5. Application Fields

Primary industries utilizing filament-based 3D printing include:

Aerospace: Stratasys Fortus systems for UAV components
Healthcare: Formnext-certified medical guides using PEEK filaments
Automotive: BMW's customized jigs with carbon fiber-reinforced nylon
Consumer Goods: Nike's midsole prototypes with TPU materials
Education: STEM training using desktop FDM printers

Typical equipment: Prusa i3 MK3S, Creality Ender-3, industrial systems from 3D Systems and Materialise.

6. Leading Manufacturers and Products

Manufacturer	Representative Product	Key Feature
Stratasys	Antero 800PE	PEKK-based aerospace-grade material
3D Verkstan	HT-PLA	Heat-treated PLA with 120 C heat resistance
Essentium	Fast TPU 80A	High-speed printing (500mm/s) flexible filament
Arkema	Sarten Metamorph	High-temperature resistant PA11 for industrial applications
ColorFabb	nGen Flex	Recreus-branded engineering-grade TPE

7. Selection Recommendations

Key considerations for filament selection:

Mechanical requirements (static vs dynamic loading)
Environmental exposure (temperature, UV, chemicals)
Printer compatibility (nozzle temperature, enclosed chamber)
Cost-performance balance (standard vs premium materials)
Regulatory compliance (FDA, UL, REACH certifications)
Post-processing needs (annealing, vapor smoothing)

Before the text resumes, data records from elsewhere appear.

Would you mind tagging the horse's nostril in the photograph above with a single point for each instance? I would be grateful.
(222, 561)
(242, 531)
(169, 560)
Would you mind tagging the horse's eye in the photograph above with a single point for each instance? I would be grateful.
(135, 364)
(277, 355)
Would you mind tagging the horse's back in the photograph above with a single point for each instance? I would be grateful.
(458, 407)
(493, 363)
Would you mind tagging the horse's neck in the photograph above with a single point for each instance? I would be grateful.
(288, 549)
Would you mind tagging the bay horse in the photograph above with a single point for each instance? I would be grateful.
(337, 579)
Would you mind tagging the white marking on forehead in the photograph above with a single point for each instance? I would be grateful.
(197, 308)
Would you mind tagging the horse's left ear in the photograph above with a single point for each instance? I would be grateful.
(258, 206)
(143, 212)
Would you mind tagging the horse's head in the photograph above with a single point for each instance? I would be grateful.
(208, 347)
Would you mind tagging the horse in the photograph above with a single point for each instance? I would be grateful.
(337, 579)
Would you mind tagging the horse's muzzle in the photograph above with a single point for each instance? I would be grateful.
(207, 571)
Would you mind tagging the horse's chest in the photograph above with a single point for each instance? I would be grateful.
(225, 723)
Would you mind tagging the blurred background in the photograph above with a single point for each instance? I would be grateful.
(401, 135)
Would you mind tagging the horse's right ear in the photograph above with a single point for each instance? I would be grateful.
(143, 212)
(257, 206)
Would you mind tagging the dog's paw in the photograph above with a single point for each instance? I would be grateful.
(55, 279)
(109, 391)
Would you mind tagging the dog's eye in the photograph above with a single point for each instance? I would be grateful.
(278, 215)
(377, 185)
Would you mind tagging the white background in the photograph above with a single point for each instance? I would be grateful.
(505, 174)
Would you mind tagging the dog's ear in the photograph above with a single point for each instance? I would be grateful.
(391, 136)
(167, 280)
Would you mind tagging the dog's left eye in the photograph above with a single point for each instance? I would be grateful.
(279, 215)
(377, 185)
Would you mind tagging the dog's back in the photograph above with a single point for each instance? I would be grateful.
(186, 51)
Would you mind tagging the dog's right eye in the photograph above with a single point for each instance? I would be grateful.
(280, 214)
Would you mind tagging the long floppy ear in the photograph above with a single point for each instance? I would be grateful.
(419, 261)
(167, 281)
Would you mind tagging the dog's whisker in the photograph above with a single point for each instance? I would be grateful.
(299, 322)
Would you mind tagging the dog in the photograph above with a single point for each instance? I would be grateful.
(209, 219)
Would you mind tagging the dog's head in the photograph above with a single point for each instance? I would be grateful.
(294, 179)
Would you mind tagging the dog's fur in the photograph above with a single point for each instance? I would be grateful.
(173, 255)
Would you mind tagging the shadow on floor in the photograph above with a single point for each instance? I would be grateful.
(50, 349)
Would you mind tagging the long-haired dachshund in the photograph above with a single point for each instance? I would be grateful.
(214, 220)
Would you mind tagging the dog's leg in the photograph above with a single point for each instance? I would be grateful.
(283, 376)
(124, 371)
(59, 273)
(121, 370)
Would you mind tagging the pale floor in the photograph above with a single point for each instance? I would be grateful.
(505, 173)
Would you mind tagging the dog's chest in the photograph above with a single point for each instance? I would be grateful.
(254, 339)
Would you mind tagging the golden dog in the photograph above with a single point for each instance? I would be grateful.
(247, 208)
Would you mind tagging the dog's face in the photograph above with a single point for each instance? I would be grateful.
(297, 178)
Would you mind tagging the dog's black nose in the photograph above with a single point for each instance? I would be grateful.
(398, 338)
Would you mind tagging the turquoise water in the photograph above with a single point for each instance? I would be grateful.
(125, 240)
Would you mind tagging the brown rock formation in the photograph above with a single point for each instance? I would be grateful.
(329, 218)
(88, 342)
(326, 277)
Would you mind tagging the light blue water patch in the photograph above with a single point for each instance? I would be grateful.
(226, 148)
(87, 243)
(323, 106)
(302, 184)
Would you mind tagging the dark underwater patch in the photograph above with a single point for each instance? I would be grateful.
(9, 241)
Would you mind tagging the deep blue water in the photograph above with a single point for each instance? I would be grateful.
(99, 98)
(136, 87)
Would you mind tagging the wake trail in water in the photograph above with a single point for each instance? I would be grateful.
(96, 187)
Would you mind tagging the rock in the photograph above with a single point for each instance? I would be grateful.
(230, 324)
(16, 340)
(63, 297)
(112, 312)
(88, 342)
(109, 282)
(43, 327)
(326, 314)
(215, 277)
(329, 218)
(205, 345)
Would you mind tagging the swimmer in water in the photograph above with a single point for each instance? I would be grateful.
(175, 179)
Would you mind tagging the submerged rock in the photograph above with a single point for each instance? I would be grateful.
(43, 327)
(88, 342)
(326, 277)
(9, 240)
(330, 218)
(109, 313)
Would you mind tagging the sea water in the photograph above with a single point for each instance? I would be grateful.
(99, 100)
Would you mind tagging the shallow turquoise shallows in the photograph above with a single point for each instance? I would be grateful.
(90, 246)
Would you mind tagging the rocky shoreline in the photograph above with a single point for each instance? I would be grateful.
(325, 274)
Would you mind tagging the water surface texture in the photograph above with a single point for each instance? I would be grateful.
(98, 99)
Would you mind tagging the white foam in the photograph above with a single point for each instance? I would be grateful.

Case Study: Automotive ducting applications often select PETG for its balance of chemical resistance and formability versus nylon's superior wear resistance at higher cost.

8. Industry Trends

Market developments include:

Biodegradable composites (PLA/PHA blends) addressing sustainability
Conductive filaments (graphene-infused ABS) for EMI shielding
AI-driven material property prediction platforms
High-temperature polymers (PEEK, PEKK) for metal replacement
Recycling systems for industrial filament waste streams

According to SmarTech Analysis, the global filament market will reach $3.2B by 2027 with 18.4% CAGR, driven by production-grade materials adoption.